Reserve managers with a record 81% of those holdings told the IMF which currencies they are invested in, up from just 53% at the end of 2013.
The following charts highlight the changing dynamics for one of the largest pools of buy-and-hold investors.
Higher interest rates at the Federal Reserve haven’t done much to boost the dollar’s dominant role in central bank reserves. After climbing to an eight-and-a-half-year high of 66% at the start of 2015, the greenback has subsided to 64.5% even amid the first rate hikes for more than a decade.
UK voters certainly did the pound no favours when they decided to quit the European Union a year ago. Sterling slid by a record and one-day volatility spiked to an unprecedented 100% - not the sort of behavior central banks look for, so they’ve kept on paring the pound’s share in their holdings. The yen has been among the beneficiaries.
Speaking of the yen, it stands out along with the Aussie as the big mover in the first quarter when it comes to a share in reserves - and the same goes for their performance in the period. They each had a much quieter second quarter, so it is possible central banks cooled on them and instead decided the euro (up 7.3% was the place to be.
Looking at the longer term picture, the euro is the main currency to have gone backwards, while a collection of smaller players - Aussie, loonie, the yuan and others - have grown to between them carry more weight than the pound or the yen.
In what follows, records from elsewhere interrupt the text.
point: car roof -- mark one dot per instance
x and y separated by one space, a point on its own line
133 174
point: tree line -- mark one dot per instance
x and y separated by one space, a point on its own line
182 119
Looking back to 10 years ago, before the global financial crisis that sparked the steepest economic slowdown since the Great Recession, it seems the dollar is back now where it was then. The euro, on the other hand was a lot more popular before the strain of dealing with the meltdowns in Greece, Ireland, Portugal, Spain and so on led to speculation the common currency would be broken up.
Looking at the longer term, the big picture shows that central banks have been adding and adding to their holdings, and that the US dollar remains the preeminent reserve currency.